= Gary Dockery =

American coma patient

Gary French Dockery (October 15, 1953 – April 15, 1997) was an American police officer in Walden, Tennessee. After being critically injured in 1988, he spent seven and a half years in a coma-like state. In 1996, he emerged from the coma and started talking enthusiastically, recognizing friends and recalling events from past years. He then fell back into a coma and died a year later.

==Biography==
On September 17, 1988, Dockery was shot in the forehead by a drunken assailant as he responded to a domestic disturbance call. His shooter, Samuel Frank Downey, then aged 68, had made the call falsely reporting a disturbance and then shot Dockery at point blank range. He later told police that he had wanted revenge against the police for reprimanding him about noise following a noise complaint from his neighbors. Downey was sentenced to 37 years in prison. Dockery slipped into what doctors called a persistent vegetative state, unable to communicate except with occasional eye blinks and groans, indicating that part of his brain was still working. Although he could respond, he was not conscious.

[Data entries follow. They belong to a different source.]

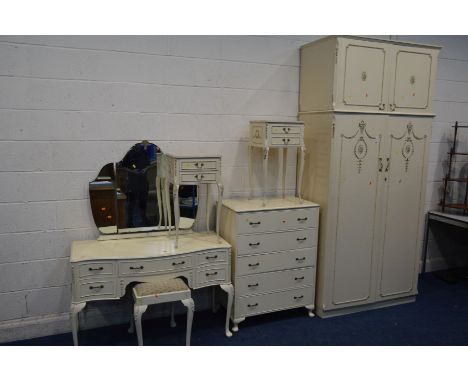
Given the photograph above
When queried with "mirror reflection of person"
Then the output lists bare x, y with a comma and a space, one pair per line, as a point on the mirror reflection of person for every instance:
136, 163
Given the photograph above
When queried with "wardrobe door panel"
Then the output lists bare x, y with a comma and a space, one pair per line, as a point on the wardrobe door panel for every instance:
407, 140
357, 145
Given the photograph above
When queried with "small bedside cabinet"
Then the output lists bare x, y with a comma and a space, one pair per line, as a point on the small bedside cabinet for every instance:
274, 250
276, 135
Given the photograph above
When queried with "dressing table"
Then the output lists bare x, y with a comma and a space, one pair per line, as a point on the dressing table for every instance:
130, 201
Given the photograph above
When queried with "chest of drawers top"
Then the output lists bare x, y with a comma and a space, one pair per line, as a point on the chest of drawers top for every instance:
276, 134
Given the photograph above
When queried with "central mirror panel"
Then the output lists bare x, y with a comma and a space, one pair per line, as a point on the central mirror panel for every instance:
128, 196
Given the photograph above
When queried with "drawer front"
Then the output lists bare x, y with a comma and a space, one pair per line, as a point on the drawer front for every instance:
285, 141
270, 262
274, 281
276, 241
211, 275
144, 267
249, 306
95, 269
197, 165
96, 288
278, 220
286, 130
198, 177
214, 257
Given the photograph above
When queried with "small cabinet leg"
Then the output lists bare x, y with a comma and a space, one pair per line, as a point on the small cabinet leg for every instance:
229, 289
75, 309
138, 311
190, 309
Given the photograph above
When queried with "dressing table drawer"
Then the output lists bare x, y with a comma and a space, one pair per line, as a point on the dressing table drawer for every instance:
198, 177
127, 268
197, 165
278, 220
212, 257
95, 269
276, 241
96, 288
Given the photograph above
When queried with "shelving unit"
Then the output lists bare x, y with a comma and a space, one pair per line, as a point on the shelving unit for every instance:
448, 178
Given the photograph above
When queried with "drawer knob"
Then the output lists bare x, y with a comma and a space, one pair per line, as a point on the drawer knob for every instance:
95, 269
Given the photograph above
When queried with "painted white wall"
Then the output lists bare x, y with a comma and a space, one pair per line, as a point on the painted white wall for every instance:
69, 105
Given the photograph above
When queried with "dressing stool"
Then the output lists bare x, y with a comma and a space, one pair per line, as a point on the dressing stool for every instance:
158, 292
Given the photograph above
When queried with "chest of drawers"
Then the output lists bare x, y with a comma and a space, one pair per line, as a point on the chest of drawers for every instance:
274, 249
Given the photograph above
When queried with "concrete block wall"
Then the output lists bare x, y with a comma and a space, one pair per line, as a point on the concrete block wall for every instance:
69, 105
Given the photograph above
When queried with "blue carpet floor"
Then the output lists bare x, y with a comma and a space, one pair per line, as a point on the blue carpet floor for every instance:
438, 317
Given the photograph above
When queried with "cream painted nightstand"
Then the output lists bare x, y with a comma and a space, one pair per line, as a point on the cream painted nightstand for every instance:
276, 135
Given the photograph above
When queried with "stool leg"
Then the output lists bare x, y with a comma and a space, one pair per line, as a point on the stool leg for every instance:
190, 309
138, 311
173, 323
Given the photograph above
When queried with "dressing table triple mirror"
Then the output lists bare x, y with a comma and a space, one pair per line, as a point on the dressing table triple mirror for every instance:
131, 205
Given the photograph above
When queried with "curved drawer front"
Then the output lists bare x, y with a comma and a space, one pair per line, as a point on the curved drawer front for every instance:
276, 241
249, 306
274, 281
143, 267
276, 261
279, 220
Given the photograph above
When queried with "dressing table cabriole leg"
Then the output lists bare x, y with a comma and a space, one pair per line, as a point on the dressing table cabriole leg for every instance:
190, 309
301, 173
138, 311
218, 208
229, 289
266, 151
176, 211
75, 309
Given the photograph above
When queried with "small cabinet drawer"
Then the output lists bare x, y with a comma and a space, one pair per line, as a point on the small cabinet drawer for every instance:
197, 165
212, 257
96, 288
211, 275
252, 305
276, 241
154, 266
276, 261
286, 130
279, 220
95, 269
274, 281
285, 141
198, 177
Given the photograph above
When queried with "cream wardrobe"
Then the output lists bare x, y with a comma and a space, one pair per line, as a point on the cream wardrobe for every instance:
367, 109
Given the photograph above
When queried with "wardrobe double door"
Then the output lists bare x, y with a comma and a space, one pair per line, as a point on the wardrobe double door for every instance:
378, 175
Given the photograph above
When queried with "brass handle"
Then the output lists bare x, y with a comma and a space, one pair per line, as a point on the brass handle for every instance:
96, 269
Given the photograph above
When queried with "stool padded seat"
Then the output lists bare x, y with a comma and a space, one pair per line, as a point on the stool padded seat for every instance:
158, 287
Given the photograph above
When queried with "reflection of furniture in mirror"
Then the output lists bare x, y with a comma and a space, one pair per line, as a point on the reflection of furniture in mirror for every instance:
192, 170
276, 135
129, 196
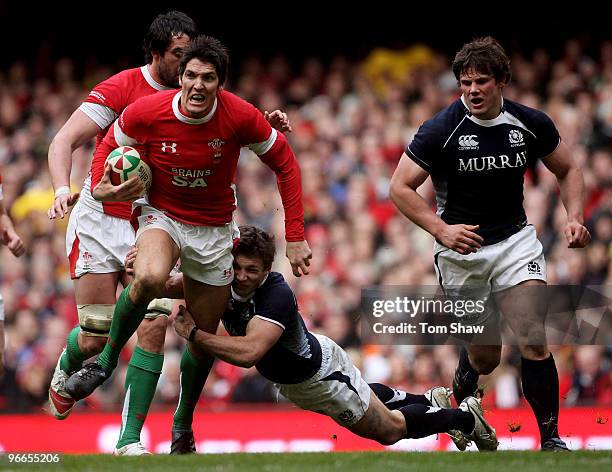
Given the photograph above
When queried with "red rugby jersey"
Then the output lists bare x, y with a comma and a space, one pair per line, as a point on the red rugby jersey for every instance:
194, 160
109, 98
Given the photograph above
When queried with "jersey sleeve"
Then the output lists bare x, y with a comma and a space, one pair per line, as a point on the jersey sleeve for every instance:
277, 305
130, 128
425, 146
273, 149
111, 93
547, 136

On Monday, February 12, 1996, Dockery stirred and started talking, recognizing old friends, recalling the names of his horses, and recalling camping trips. He spoke less on Tuesday, and not at all the following day.

Four days after he began talking, Dockery underwent lung surgery due to a life-threatening infection. On April 15, 1997, he died at the age of 43 from a blood clot in his lung. Dockery was transported from his nursing home to Erlanger Hospital in Chattanooga, Tennessee, where he was pronounced dead at 9:52 a.m.